Der BVB und seine Fans erleben beim 4:2 gegen Atlético Madrid eine besondere Nacht Foto: imago//Anke Waelischmiller

Das Westfalenstadion hat im Viertelfinale der Champions League einen jener energiegeladenen Abende erlebt, in denen die Mannschaft von Borussia Dortmund Funken sprüht. Nun hat der BVB das Finale im Visier.

Beschwörungen haben sich schon häufig als nutzlos entpuppt im Fußball, wo so vieles unkontrollierbar ist. Das Spiel selbst ist von Zufällen und unerwarteten Dynamiken geprägt, und viele Faktoren von außen lassen sich schwer steuern. Nur in ganz seltenen Fällen kommt es eben doch genau wie angenommen und erhofft – so wie am Dienstagabend in Dortmund.

Ständig und überall wurde vor dem betörend schönen 4:2-Sieg des BVB gegen Atlético Madrid vom geheimnisvollen Zauber berichtet, der in so einer „Nacht“ in der Champions League entstehen könne, gerade hier. „Wir sprechen oft über diese magischen Nächte, ich glaube, das war heute so eine“, erklärte Julian Brandt nach dem Einzug ins Halbfinale, der in dieser schwierigen Dortmunder Saison wahrlich eine Sensation ist.

Kräfte des Moments genutzt

Der Mittelfeldspieler lag definitiv richtig, denn die Geschichte dieses Spiels riss alle mit. Sie war voller Wendungen, voller großer Momente, während des gesamten Abends war „unglaublich viel Energie zu spüren“, sagte Sportdirektor Sebastian Kehl. Die Dortmunder sind im Vergleich mit Atlético, was Qualität und Erfahrung betrifft, eher nicht die stärkere Fußballmannschaft. Doch sie verstanden es einfach besser, die Kräfte des Moments zu nutzen.

„Man hat ja hier in Dortmund jahrelang immer von Mentalität geredet und keine Ahnung was“, sagte Kapitän Emre Can trotzig. „Aber heute haben wir bewiesen, dass diese Mannschaft Mentalität hat.“ Schließlich drohte das Fußballdrama zwischenzeitlich zu kippen. Nach einer 2:0-Führung zur Halbzeit (Julian Brandt, 34.; Ian Maatsen, 39.) stand es Mitte der zweiten Hälfte plötzlich 2:2 (Eigentor Mats Hummels, 49.; Angel Correa, 64.). Niemand hätte sich gewundert, wenn die gewieften Spanier nun endgültig zugeschlagen hätten.

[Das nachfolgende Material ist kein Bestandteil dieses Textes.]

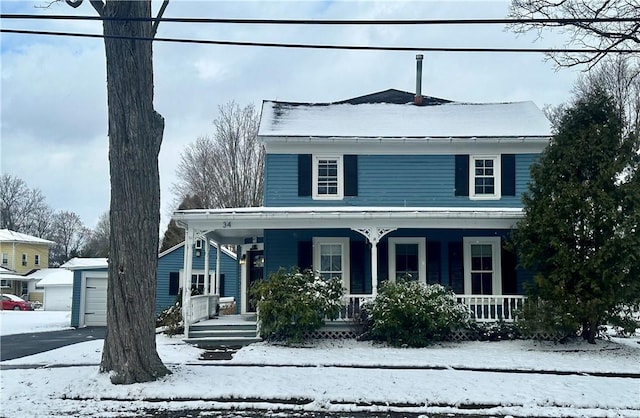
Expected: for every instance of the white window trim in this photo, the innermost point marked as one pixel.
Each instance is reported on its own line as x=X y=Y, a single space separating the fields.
x=422 y=256
x=496 y=283
x=346 y=266
x=314 y=185
x=496 y=177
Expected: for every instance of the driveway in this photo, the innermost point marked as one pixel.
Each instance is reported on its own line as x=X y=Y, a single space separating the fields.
x=21 y=345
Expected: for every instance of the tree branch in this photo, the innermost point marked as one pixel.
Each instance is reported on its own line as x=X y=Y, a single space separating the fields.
x=165 y=3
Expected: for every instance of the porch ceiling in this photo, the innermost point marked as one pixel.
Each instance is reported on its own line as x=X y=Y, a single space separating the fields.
x=233 y=224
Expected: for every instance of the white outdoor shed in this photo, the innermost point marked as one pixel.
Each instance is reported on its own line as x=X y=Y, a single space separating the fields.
x=57 y=285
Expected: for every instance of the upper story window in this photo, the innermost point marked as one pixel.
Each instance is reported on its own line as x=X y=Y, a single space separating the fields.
x=328 y=177
x=484 y=177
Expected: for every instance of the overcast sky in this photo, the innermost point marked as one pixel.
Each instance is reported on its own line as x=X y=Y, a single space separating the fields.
x=54 y=115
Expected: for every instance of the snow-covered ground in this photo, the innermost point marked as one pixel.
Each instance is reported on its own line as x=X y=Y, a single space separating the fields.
x=518 y=378
x=21 y=322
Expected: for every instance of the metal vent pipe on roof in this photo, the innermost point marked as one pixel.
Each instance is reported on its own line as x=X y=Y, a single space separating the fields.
x=418 y=98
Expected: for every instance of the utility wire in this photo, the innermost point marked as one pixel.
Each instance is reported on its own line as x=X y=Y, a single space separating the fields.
x=320 y=46
x=558 y=21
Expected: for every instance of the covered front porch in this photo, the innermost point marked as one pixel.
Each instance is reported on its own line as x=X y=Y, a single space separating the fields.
x=268 y=238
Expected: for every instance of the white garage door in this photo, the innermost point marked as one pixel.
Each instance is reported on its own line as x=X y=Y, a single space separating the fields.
x=95 y=308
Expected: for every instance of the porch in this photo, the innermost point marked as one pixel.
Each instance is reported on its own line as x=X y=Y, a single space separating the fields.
x=206 y=328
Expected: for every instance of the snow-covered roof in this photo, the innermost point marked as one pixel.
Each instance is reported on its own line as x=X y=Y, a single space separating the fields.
x=212 y=243
x=7 y=235
x=52 y=277
x=79 y=263
x=391 y=120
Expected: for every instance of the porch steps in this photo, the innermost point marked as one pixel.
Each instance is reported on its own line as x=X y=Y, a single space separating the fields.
x=224 y=331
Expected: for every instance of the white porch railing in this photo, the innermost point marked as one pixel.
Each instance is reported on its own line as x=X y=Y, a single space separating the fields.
x=489 y=308
x=202 y=307
x=484 y=308
x=351 y=305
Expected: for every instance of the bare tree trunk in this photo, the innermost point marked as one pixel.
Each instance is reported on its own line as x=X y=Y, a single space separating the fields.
x=135 y=135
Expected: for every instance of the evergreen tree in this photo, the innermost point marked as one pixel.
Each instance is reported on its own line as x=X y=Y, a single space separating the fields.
x=580 y=230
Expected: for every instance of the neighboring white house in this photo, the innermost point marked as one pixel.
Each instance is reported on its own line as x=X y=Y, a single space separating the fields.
x=57 y=285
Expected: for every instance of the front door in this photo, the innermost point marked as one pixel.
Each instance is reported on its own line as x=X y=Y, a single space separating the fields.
x=255 y=272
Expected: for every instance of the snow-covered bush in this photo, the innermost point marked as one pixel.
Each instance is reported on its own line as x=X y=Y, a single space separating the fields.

Auf dieser Basis entstand dann diese Energie, die als „magisch“ in Erinnerung bleiben wird. „Wir haben weitergemacht, wir haben daran geglaubt, das Stadion hat uns getragen, es war eine unfassbare Stimmung“, sagte Marcel Sabitzer, der sich zu einer Art Chefmagier entwickelte. Schon Maatsens 2:0 hatte der Österreicher vorbereitet, nun lieferte er mit einer fabelhaften Flanke die Vorlage für einen komplizierten Kopfballtreffer von Niclas Füllkrug (71.) und schoss das 4:2 auch noch selber (74.). Am Ende, als sein Körper schon entkräftet zu sein schien, warf er sich noch in Zweikämpfe, ging Wege, die weh tun.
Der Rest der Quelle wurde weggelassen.